Hi Edward,
1. IP read is not practical for data reads, only to be used when reading status of flash write, chip ID etc. Of course HW works well, so perhaps Linux driver is broken.
From the very beginning the post was related to Linux kernel driver.
The link in the original message points me to the following comment:
/*
* The IC guy suggests we use the "AHB Command Read" which is faster * then the "IP Command Read". (What's more is * that there is a bug in * the "IP Command Read" in the Vybrid.)
*/
I was just curious what is the bug as NXP employee wrote this comment when he added the code.
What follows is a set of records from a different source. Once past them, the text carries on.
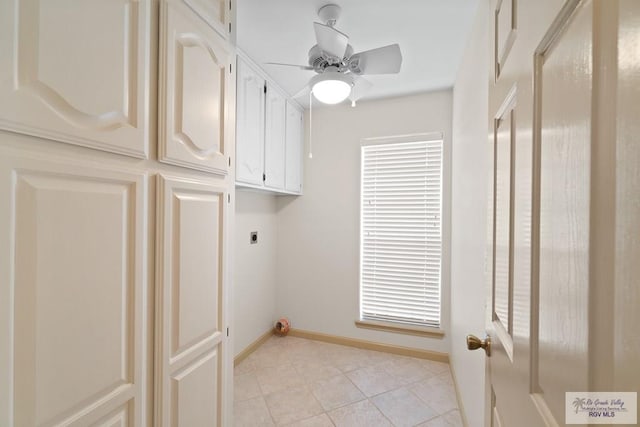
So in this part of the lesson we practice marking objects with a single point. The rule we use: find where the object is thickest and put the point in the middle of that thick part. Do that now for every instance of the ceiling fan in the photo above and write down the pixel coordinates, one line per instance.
(338, 68)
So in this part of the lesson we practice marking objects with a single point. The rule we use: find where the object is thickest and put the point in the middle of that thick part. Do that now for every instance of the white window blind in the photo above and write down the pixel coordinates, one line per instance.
(401, 203)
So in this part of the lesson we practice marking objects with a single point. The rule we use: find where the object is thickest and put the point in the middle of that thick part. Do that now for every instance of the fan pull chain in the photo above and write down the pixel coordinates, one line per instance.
(310, 122)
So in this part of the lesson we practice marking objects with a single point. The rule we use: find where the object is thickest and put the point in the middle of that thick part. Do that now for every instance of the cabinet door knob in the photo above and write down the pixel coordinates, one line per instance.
(474, 343)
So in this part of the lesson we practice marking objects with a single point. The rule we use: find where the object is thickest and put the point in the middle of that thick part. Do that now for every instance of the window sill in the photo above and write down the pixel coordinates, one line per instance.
(422, 331)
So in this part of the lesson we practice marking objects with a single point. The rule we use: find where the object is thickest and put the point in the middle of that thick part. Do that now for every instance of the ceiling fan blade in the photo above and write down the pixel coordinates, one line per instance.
(302, 67)
(330, 40)
(304, 91)
(360, 87)
(383, 60)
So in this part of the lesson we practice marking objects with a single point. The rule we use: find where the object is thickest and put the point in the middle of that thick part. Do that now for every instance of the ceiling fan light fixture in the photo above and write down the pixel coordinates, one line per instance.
(331, 87)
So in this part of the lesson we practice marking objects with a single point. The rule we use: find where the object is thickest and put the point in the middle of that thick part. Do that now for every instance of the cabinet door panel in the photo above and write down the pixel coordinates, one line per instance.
(196, 87)
(274, 143)
(189, 324)
(73, 292)
(293, 157)
(250, 126)
(77, 72)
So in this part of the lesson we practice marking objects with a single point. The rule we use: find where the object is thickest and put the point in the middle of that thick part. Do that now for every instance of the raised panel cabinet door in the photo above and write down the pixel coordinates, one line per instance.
(192, 365)
(293, 150)
(77, 72)
(274, 141)
(250, 125)
(73, 294)
(196, 92)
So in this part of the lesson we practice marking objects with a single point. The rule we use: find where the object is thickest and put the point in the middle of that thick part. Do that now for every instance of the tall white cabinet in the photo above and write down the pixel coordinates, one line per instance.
(269, 134)
(114, 237)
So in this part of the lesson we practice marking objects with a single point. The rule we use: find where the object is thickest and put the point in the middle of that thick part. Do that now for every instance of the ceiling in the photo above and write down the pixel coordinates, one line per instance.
(432, 35)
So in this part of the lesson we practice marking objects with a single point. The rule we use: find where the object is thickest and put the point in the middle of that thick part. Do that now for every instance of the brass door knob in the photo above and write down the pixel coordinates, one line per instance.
(474, 343)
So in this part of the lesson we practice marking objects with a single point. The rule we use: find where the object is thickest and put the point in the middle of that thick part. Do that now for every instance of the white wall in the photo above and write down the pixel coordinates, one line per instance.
(318, 240)
(470, 178)
(254, 289)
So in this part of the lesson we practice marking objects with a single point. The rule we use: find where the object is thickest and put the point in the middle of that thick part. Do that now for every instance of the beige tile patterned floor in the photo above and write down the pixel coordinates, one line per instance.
(297, 382)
For my setup there is indeed an issue described in those patches:
[RFC/RFT,v1,2/9] mtd: qspi: Provide quirk to read only half of RX buffer (NXP's vybrid) - Patchwork
[RFC/RFT,v1,8/9] mtd: spi: Allocate memory corresponding to maximal fsl-quadspi.c controller area - ...
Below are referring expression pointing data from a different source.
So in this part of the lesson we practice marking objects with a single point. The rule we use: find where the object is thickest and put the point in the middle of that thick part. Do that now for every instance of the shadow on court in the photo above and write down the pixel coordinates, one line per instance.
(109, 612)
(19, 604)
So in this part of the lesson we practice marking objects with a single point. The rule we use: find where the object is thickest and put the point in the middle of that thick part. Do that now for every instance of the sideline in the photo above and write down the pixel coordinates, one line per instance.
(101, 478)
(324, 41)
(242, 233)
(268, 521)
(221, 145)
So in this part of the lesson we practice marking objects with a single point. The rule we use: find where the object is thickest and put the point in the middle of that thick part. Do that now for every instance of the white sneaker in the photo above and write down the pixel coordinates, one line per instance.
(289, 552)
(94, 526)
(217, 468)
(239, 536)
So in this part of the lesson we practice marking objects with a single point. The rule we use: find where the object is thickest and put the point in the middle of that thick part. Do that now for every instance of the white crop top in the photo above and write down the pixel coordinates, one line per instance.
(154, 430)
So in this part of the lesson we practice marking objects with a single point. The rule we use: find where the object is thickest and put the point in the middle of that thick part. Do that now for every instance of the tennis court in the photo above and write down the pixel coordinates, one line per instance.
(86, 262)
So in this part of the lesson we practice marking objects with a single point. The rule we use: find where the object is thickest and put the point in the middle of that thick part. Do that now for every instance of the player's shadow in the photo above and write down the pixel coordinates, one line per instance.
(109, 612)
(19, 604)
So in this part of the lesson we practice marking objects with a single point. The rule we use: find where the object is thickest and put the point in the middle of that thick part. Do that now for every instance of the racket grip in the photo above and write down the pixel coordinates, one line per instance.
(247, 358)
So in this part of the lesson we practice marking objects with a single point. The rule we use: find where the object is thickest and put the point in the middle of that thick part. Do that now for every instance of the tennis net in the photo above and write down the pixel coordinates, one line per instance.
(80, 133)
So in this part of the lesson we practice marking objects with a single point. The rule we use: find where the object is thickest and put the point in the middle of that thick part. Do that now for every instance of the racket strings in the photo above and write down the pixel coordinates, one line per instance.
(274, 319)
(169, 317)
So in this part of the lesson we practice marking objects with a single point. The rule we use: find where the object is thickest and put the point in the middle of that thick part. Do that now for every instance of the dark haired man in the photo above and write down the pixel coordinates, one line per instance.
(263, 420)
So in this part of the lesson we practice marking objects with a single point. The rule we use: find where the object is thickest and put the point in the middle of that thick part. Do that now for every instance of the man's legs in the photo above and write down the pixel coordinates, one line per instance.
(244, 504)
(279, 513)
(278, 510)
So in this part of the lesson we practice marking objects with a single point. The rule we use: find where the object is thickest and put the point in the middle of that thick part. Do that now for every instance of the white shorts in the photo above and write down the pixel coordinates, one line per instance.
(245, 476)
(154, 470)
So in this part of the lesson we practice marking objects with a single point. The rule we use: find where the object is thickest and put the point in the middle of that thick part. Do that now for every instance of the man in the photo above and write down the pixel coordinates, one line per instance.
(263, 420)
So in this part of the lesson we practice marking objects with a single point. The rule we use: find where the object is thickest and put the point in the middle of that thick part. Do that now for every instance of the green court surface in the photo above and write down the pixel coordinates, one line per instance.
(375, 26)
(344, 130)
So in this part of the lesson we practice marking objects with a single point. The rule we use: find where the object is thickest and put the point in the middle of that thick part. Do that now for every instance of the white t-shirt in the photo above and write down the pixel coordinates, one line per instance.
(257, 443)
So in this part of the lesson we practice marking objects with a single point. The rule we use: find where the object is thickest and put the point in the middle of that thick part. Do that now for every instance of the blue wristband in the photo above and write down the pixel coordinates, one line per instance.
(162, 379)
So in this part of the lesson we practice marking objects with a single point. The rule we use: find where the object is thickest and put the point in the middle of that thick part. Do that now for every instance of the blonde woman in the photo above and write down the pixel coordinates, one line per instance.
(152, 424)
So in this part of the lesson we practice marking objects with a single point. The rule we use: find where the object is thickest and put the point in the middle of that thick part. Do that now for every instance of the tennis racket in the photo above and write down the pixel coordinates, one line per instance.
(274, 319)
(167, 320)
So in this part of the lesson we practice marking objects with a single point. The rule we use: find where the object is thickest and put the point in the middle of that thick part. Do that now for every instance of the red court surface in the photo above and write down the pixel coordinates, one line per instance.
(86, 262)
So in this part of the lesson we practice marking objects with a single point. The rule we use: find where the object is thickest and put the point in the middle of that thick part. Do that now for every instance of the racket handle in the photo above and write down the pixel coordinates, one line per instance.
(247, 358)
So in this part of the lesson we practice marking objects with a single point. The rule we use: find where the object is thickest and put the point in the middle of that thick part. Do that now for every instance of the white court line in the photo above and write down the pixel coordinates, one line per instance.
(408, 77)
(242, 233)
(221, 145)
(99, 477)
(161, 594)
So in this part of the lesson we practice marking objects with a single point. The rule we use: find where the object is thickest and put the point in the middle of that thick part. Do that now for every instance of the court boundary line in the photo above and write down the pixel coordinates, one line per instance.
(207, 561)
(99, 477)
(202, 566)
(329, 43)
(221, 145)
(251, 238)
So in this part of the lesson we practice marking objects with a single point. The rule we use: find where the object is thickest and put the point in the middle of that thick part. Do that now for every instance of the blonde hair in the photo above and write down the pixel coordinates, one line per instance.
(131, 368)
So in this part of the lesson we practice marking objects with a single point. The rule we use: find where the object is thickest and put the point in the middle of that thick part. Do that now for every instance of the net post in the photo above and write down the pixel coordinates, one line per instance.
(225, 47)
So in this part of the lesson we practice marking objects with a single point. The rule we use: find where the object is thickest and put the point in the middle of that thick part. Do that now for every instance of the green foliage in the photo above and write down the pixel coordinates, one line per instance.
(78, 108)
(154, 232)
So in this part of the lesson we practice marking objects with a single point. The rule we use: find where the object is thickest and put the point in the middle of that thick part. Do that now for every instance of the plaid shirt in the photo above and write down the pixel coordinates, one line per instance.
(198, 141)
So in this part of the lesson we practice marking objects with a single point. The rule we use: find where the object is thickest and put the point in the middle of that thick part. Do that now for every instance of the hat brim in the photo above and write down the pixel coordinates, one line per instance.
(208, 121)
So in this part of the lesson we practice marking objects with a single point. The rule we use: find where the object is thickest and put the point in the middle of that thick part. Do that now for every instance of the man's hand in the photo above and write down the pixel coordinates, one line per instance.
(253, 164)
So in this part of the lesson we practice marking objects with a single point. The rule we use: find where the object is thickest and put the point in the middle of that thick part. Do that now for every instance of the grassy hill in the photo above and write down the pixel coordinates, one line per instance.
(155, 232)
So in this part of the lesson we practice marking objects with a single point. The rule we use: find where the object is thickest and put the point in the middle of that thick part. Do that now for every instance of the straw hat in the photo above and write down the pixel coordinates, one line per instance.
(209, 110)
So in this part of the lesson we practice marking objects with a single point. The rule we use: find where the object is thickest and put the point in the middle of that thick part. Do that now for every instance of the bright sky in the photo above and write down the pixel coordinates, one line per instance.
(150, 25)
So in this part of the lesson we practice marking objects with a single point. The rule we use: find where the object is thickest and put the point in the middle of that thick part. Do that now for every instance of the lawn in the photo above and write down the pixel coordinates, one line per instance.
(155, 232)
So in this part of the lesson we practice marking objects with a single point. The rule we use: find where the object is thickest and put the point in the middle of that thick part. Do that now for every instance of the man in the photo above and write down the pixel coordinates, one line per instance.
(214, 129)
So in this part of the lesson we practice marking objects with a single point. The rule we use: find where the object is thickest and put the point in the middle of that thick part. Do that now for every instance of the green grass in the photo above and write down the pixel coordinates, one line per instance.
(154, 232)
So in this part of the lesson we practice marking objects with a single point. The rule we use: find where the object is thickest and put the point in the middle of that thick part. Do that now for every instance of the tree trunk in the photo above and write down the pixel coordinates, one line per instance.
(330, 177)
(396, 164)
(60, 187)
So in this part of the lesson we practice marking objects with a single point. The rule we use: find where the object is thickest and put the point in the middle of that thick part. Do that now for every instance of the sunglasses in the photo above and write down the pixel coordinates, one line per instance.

2. Question is little weird. In AHB mode you read kilobytes and megabytes. If you mean AHB buffer size specified in command LUT, 128 bytes (32 x 32bit words) in bare metal works perfectly well. So again, perhaps something in Linux driver is broken.
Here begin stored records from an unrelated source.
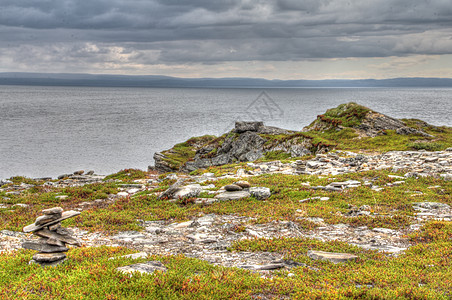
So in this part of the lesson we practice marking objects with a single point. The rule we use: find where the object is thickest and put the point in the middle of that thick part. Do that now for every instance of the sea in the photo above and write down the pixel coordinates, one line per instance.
(46, 131)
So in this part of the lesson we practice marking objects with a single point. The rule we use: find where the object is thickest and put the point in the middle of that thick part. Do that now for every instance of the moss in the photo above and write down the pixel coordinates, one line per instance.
(177, 156)
(127, 175)
(275, 155)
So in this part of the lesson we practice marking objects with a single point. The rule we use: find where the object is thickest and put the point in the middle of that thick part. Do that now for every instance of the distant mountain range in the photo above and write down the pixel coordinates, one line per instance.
(55, 79)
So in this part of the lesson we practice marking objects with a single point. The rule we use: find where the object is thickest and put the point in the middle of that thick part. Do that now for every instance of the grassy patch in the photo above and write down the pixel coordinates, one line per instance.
(127, 175)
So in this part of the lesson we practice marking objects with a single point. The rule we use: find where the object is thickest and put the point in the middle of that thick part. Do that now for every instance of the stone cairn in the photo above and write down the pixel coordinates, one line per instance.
(53, 237)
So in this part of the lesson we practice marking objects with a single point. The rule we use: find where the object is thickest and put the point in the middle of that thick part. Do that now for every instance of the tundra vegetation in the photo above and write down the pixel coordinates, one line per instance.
(423, 271)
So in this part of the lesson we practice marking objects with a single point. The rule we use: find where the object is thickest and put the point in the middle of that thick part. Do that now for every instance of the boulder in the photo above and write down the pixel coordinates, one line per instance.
(260, 193)
(147, 267)
(188, 191)
(331, 256)
(232, 195)
(233, 187)
(243, 184)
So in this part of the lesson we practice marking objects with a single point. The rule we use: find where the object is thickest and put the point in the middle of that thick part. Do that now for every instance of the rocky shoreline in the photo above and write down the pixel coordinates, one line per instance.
(209, 237)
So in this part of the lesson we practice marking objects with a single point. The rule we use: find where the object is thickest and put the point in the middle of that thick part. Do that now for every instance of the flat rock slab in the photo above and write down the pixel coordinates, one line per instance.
(42, 220)
(331, 256)
(49, 257)
(132, 256)
(53, 210)
(48, 264)
(147, 267)
(59, 237)
(65, 215)
(232, 195)
(263, 267)
(43, 247)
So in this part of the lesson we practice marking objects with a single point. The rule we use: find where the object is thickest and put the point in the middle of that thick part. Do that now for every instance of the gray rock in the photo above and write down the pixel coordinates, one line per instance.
(41, 220)
(232, 187)
(447, 177)
(241, 127)
(331, 256)
(232, 195)
(65, 215)
(243, 184)
(431, 205)
(260, 193)
(144, 268)
(48, 264)
(172, 189)
(409, 130)
(128, 235)
(132, 256)
(53, 211)
(59, 237)
(188, 191)
(49, 257)
(43, 247)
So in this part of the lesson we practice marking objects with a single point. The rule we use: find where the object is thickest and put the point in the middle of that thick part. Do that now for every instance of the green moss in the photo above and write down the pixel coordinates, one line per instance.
(276, 155)
(127, 175)
(177, 156)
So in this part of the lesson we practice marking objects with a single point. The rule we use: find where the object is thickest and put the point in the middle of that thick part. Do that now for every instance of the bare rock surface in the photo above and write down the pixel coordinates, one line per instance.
(331, 256)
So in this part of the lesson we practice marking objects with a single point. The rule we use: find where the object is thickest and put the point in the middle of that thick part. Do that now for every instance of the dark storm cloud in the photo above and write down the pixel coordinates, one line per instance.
(232, 30)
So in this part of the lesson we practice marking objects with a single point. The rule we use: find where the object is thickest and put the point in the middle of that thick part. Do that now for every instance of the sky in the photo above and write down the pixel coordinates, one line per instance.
(272, 39)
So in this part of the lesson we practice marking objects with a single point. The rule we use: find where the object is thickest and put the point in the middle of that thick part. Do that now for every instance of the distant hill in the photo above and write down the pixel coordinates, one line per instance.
(55, 79)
Do you run Linux on Vybrid or somethig smaller/lighter (like some RTOS) ?
- What is the recommended size for AHB memory transfer size for QSPI?
It depends on how fragmented are your reads, as well on cache hits and misses. For sequential read top size is the best. For fragmented: say you execute from QSPI (AHB of course), you read few instruction from one AHB buffer frame and need to jump to another buffer frame. Reading 128 bytes at once while you need only 20 bytes from specific AHB frame you waste time on unused bytes read. Cache won't remember unused lines, so next time jumping back to previous frame whole frame will be re-read from QSPI again. Reducing bytes to read could be faster, but reading smaller amounts you waste time on sending frame address to QSPI memory. Optimal value may be lower than 128.
What is the transfer size for your application? From the above I deduce that it is 128B ? And I don't care (for now) about the performance as I cannot read 256B (with dd on /dev/mtdX) without reading some consecutive 0xFFs (on the old fsl-quadspi.c driver).